RoHS
Definition and Scope
RoHS stands for Restriction of Hazardous Substances and refers in the EU context primarily to Directive 2011/65/EU. It is EU product law and defines which hazardous substances may only be contained in limited amounts in certain products on the EU market. As a result, it acts directly on material selection, specification, and verification along the supply chain.
What is regulated are electrical and electronic equipment (EEE) — that is, devices that need electric currents or electromagnetic fields for their function. For sealing technology, what is decisive is that RoHS does not only consider the complete device. It also captures components, materials, and surfaces within the EEE. A seal, an O-ring, a molded seal, or a seal profile therefore falls under RoHS as soon as it is a part of EEE — for example in a sensor, an actuator, or an electrically actuated valve.
In practice, this means: anyone designing, sourcing, or approving seals for EEE has to clarify early where the part is later used, which EEE category it is assigned to, and which material layers (e.g., coatings) are present. This classification determines whether and how RoHS verification has to be carried out.
Restricted Substances and Limit Values (per Homogeneous Material)
RoHS restricts ten substances or substance groups. The limit values apply per “homogeneous material” (definition see below). For most substances, the limit lies at 0.1 mass-% (1000 ppm). For cadmium, 0.01 mass-% (100 ppm) applies. The four phthalates have been restricted in many EEE categories since July 22, 2019, and are therefore particularly relevant for polymer-based materials.
| Substance / substance group (RoHS) | Typical limit per homogeneous material |
|---|---|
| Lead (Pb) | 0.1 % |
| Mercury (Hg) | 0.1 % |
| Cadmium (Cd) | 0.01 % |
| Hexavalent chromium (Cr(VI)) | 0.1 % |
| Polybrominated biphenyls (PBB) | 0.1 % |
| Polybrominated diphenyl ethers (PBDE) | 0.1 % |
| DEHP (phthalate) | 0.1 % |
| BBP (phthalate) | 0.1 % |
| DBP (phthalate) | 0.1 % |
| DIBP (phthalate) | 0.1 % |
What Does “Homogeneous Material” Mean in Sealing Technology?
A homogeneous material is a material that cannot be further mechanically separated into different materials — for example by unscrewing, grinding, peeling, or separating layers. This definition is central for seals, because limit values are not applied to the overall part “on average”, but to each material level individually.
With a seal, this frequently means a split into several test units. The seal body made of elastomer is typically a homogeneous material. A coating, a release agent, a surface treatment, or an adhesive, by contrast, is usually considered its own homogeneous material when it is present as a layer and is mechanically separable. Precisely here, errors frequently arise, because drawings or BOMs state “a seal”, while the component consists of several RoHS-relevant material layers.

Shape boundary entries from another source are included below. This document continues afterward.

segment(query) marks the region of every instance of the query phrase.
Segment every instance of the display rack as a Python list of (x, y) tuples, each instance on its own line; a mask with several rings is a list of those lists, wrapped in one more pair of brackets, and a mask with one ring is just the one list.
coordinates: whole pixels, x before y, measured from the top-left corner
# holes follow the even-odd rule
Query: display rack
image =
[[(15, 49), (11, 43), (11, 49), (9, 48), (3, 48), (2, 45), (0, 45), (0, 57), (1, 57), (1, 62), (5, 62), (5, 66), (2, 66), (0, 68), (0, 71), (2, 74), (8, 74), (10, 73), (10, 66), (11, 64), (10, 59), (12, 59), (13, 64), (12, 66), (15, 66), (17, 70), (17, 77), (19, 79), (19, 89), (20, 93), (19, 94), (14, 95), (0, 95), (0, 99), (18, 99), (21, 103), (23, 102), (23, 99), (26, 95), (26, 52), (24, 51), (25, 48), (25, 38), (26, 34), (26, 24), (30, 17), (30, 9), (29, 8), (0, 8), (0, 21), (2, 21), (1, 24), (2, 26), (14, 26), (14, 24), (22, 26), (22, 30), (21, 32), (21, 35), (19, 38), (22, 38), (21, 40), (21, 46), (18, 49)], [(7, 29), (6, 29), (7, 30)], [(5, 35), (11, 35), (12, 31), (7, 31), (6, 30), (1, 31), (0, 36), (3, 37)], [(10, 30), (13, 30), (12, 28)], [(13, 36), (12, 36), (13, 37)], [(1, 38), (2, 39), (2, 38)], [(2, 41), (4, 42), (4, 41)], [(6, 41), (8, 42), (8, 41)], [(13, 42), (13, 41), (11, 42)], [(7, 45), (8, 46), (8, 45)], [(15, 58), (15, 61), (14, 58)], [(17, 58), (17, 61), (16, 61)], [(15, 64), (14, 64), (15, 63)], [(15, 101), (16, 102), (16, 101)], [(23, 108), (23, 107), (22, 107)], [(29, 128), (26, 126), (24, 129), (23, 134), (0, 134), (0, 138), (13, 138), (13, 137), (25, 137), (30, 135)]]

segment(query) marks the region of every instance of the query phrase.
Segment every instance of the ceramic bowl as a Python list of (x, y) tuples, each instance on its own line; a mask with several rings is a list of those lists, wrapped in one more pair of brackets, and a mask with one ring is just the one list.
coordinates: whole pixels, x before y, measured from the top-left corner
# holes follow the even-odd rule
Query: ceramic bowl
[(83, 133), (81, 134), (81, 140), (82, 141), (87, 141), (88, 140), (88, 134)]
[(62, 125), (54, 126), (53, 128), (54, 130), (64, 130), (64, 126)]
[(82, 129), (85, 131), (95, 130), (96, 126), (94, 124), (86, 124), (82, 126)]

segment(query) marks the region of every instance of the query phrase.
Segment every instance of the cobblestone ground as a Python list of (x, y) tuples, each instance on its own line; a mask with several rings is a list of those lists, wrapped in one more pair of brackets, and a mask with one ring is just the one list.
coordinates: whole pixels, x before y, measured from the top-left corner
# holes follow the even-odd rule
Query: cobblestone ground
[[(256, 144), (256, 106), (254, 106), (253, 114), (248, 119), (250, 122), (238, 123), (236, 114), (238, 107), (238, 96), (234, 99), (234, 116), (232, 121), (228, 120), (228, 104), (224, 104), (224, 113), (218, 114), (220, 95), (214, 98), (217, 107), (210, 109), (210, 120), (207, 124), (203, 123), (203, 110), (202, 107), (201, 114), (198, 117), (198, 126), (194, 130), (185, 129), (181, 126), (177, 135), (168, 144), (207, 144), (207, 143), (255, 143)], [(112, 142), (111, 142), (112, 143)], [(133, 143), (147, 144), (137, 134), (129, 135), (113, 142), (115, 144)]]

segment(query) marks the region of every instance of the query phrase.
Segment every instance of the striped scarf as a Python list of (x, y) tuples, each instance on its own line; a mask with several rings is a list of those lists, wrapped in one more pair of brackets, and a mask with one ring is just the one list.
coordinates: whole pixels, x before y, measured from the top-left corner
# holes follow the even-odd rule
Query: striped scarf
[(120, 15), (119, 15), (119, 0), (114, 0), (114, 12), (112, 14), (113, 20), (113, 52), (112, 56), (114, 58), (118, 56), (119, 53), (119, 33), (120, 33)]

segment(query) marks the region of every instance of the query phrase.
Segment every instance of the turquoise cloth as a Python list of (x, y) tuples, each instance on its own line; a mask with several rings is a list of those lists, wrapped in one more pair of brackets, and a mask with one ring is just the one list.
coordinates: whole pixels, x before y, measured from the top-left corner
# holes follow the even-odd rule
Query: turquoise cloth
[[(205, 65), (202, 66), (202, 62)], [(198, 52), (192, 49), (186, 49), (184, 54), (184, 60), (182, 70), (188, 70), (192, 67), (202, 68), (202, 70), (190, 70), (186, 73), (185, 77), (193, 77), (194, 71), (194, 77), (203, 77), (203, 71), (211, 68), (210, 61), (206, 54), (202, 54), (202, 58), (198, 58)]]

Phthalates as Plasticizers: Relevance for Elastomers and Plastics
Phthalates are plasticizers — that is, additives that can make polymers softer and more flexible. RoHS does not assess the material name but the concentration in the specific compound (recipe). A blanket statement such as “EPDM is RoHS-compliant” is therefore too coarse technically, because what is decisive is the recipe, the supplier, and possibly the layer system.
For seals, not only plasticizers are relevant. Pigments, stabilizers, or flame retardants can also be sources of RoHS substances. In practice, this leads to the question of which recipe is used, whether a material change has taken place, and how changes are documented. Particularly with colored compounds or coated seals, targeted material testing pays off when the supply chain does not deliver reliable data.
Verification and Technical Documentation (Practice in the Supply Chain)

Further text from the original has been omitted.